Biswal, lead author Thakur, and co-author Michael Wong, a professor of chemical and biomolecular engineering and of chemistry, tried the opposite approach: they etched pores into silicon wafers to give the material room to expand.

By earlier this year, they had advanced to making sponge-like silicon films that showed even more promise.

Even those films presented a problem for manufacturers, Thakur notes. “They’re not easy to handle and would be difficult to scale up.”

Porous powder

But by crushing the sponges into porous grains, the material gains far more surface area to soak up lithium ions.

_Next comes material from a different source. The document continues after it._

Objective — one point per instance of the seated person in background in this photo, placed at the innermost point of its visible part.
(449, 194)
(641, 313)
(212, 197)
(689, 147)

Biswal held up two vials, one holding 50 milligrams of crushed silicon, the other 50 milligrams of porous silicon powder. The difference between them was obvious. “The surface area of our material is 46 square meters per gram,” she continues.

“Crushed silicon is 0.71 square meters per gram. So our particles have more than 50 times the surface area, which gives us a larger surface area for lithiation, with plenty of void space to accommodate expansion.”

The porous silicon powder is mixed with a binder, pyrolyzed polyacrylonitrile (PAN), which offers conductive and structural support.

“As a powder, they can be used in large-scale roll-to-roll processing by industry,” Thakur says. “The material is very simple to synthesize, cost-effective, and gives high energy capacity over a large number of cycles.”

“This work shows just how important and useful it is to be able to control the internal pores and the external size of the silicon particles,” Wong says.

In recent experiments, Thakur designed a half-cell battery with lithium metal as the counter electrode and fixed the capacity of the anode to 1,000 mAh/g. That was only about a third of its theoretical capacity, but three times better than current batteries. The anodes lasted 600 charge-discharge cycles at a C/2 rate (two hours to charge and two hours to discharge).

Another anode continues to cycle at a C/5 rate (five-hour charge and five-hour discharge) and is expected to remain at 1,000 mAh/g for more than 700 cycles.

“The next step will be to test this porous silicon powder as an anode in a full battery,” Biswal says. “Our preliminary results with cobalt oxide as the cathode appear very promising, and there are new cathode materials that we’d like to investigate.”

Researchers at Lockheed Martin co-authored the study.